Peers traces that hipness boom to the post-September 11 era, when the borough was able to attract development through real estate conversions (of occasional questionable legal status, perhaps, but that’s a topic for another time). Peers himself took on the mantle of Chamber leadership towards the end of 2019, just months ahead of the pandemic, with the goal of modernizing the body. “Covid hit and there was no playbook for that, but we were able to really kick into action rather quickly and start to reimagine what our value proposition was throughout the crisis,” he says.
That expression, “value proposition,” is an interesting one.

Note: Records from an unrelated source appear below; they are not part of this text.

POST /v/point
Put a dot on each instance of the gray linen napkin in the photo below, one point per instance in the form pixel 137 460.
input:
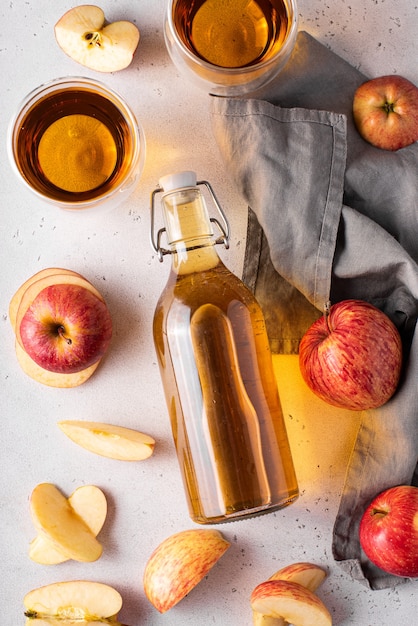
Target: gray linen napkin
pixel 330 218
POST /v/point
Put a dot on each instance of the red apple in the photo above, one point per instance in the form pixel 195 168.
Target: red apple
pixel 179 563
pixel 385 111
pixel 66 327
pixel 389 531
pixel 351 357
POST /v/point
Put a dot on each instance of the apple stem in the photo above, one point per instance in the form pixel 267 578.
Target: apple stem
pixel 327 309
pixel 61 332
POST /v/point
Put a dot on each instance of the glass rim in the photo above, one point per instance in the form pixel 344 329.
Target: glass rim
pixel 68 82
pixel 236 71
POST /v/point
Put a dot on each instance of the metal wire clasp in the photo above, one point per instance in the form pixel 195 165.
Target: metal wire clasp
pixel 223 224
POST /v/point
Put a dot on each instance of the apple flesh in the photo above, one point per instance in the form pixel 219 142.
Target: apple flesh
pixel 388 531
pixel 114 442
pixel 179 563
pixel 89 503
pixel 308 575
pixel 291 602
pixel 58 523
pixel 73 600
pixel 352 356
pixel 385 111
pixel 62 325
pixel 82 33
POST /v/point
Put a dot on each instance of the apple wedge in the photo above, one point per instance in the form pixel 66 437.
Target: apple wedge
pixel 114 442
pixel 55 520
pixel 291 602
pixel 308 575
pixel 179 563
pixel 17 297
pixel 89 503
pixel 82 33
pixel 73 600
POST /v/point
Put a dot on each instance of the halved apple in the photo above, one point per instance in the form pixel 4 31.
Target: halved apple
pixel 114 442
pixel 179 563
pixel 82 33
pixel 52 379
pixel 36 287
pixel 89 503
pixel 17 297
pixel 55 519
pixel 291 602
pixel 73 600
pixel 307 574
pixel 62 325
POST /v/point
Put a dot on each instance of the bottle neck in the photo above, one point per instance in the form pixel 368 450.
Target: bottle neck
pixel 189 231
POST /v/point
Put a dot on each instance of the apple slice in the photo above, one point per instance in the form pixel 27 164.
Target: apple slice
pixel 55 519
pixel 89 503
pixel 308 575
pixel 114 442
pixel 290 601
pixel 82 34
pixel 52 379
pixel 76 599
pixel 179 563
pixel 17 297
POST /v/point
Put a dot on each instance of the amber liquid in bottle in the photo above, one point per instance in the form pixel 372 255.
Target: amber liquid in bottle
pixel 218 378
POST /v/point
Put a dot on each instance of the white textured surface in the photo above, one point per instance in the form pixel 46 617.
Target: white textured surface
pixel 145 499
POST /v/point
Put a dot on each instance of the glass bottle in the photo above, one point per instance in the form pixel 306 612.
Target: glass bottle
pixel 216 369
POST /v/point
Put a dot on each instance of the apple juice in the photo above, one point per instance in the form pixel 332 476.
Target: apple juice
pixel 218 378
pixel 232 33
pixel 74 144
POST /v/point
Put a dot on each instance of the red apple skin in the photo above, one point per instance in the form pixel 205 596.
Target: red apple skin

What is the role of a century-old chamber of commerce in 2022? Peers himself admits the whole idea of such an organization has a musty feel to it. “You ask a millennial: ‘Tell us about a chamber of commerce,’ they’ll say, ‘Oh yeah, my grandfather worked in finance for 30 years and when he retired and the chamber had a dinner and gave him a watch,’” he says on the podcast. “All chambers do three basic things: promotion, support and advocacy.” Today, the core directive remains, though there is technology they can leverage in new and creative ways. (Hence the metaverse.)
On the podcast we discuss what the industry of tomorrow will be for the borough. “We’ve surpassed San Fransisco in terms of the number of new tech startups. These are small tech startups for the most part,” Peers tells me. “That’s clearly one of the sectors driving the new Brooklyn.” Another sector is healthcare, the largest in the borough by employment.
We discuss his stance on aspects of city infrastructure and how it affects businesses, specifically the dilemma around the crumbling Brooklyn–Queens Expressway (he’d support a thorough re-imagining of the decaying cantilevered roadway); Governor Hochul’s proposal for an interborough railway (he welcomes it), and the Gowanus rezoning (smart, he says).
The chamber, a certified Community Development Financial Institution, or CDFI, has also gotten into lending, which is a new muscle for them. One upshot of the pandemic, he says, has been the ability to grow that CDFI and, as of this writing, dole out some $1.5 million in microloans.
“We never had two nickels to lend before 2020,” he says.